11. In the light of the law as laid down by the Supreme Court, I have now to consider how far the amending Act offends against this fundamental right of equality before the law or equal protection of the laws.
12. The effect of the Rent Act of 1948 was to divide the tenants into two broad classes. One class was the ordinary defaulters who failed to pay or deposit rent for one or two months. The other class was represented by tenants who defaulted in paying or depositing rents for three consecutive months or more. I will refer to the former class as the short-term defaulters & the latter class as long-term defaulter?. This Act of 1948 was a law before the Constitution & naturally, no constitutional doctrine of 'equal protection of the laws' or 'equality before the law' affected such statutory provision.

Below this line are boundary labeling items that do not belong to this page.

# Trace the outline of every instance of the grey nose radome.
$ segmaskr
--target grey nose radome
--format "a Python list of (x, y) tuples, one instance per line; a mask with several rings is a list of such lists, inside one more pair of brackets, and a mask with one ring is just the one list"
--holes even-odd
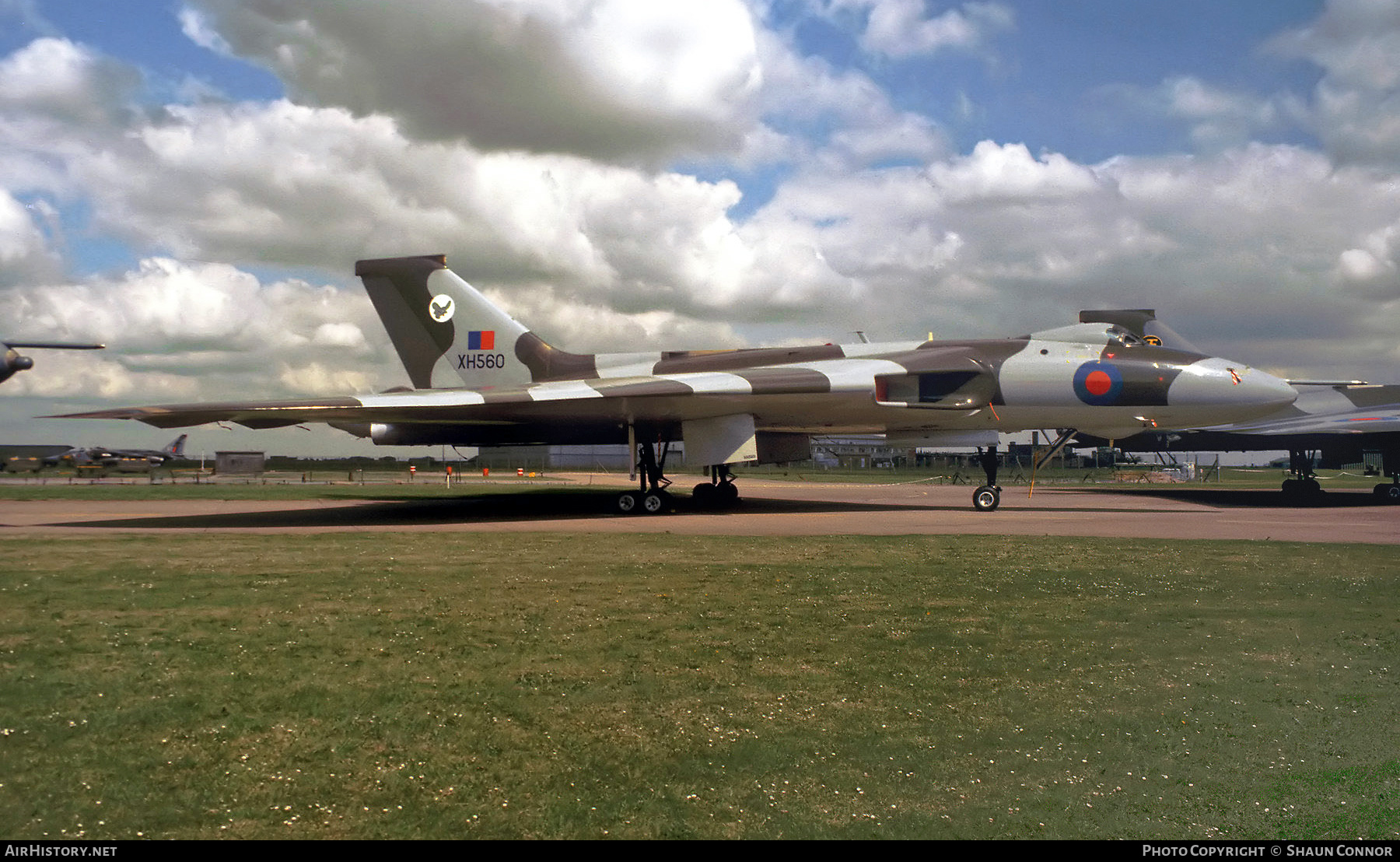
[(1239, 409), (1239, 418), (1266, 416), (1292, 404), (1298, 392), (1271, 374), (1211, 357), (1191, 362), (1172, 381), (1168, 403), (1182, 407)]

13. The Rent Act of 1950, however, gave relief only to short-term defaulters but excluded the long-term defaulters. Such differentiation as to relief to my mind assumes & proceeds on a classification which is unobjectionable. It satisfies the test laid down by the Supreme Court & cannot, in my judgment, be said to be 'arbitrary' or 'without any basis' & in my view it bears 'a reasonable & just relation to the things in respect of which it is proposed.' But the amending Act reverses the entire situation. The direct result of the amendment is that short term defaulters are denied relief while long-term defaulters are afforded protection. To prefer long-term defaulters to short-term defaulters is to indulge in eccentricity and would appear to be repugnant to all commonsense. Mere eccentricity, however, or even lack of commonsense does not make a statute un constitutional, provided such eccentricity or lack of commonsense does not travel beyond the limits of reasonableness under Sub-Articles (3) to (6) of Article 19 of the Constitution where they apply. The privilege of eccentricity & the presumption of wisdom alike belong to the legislators. For the Court, however, the question has to be judged in this case by the test whether the statute creates an unjustified classification which infringes the guarantee of Article 14 of the Constitution.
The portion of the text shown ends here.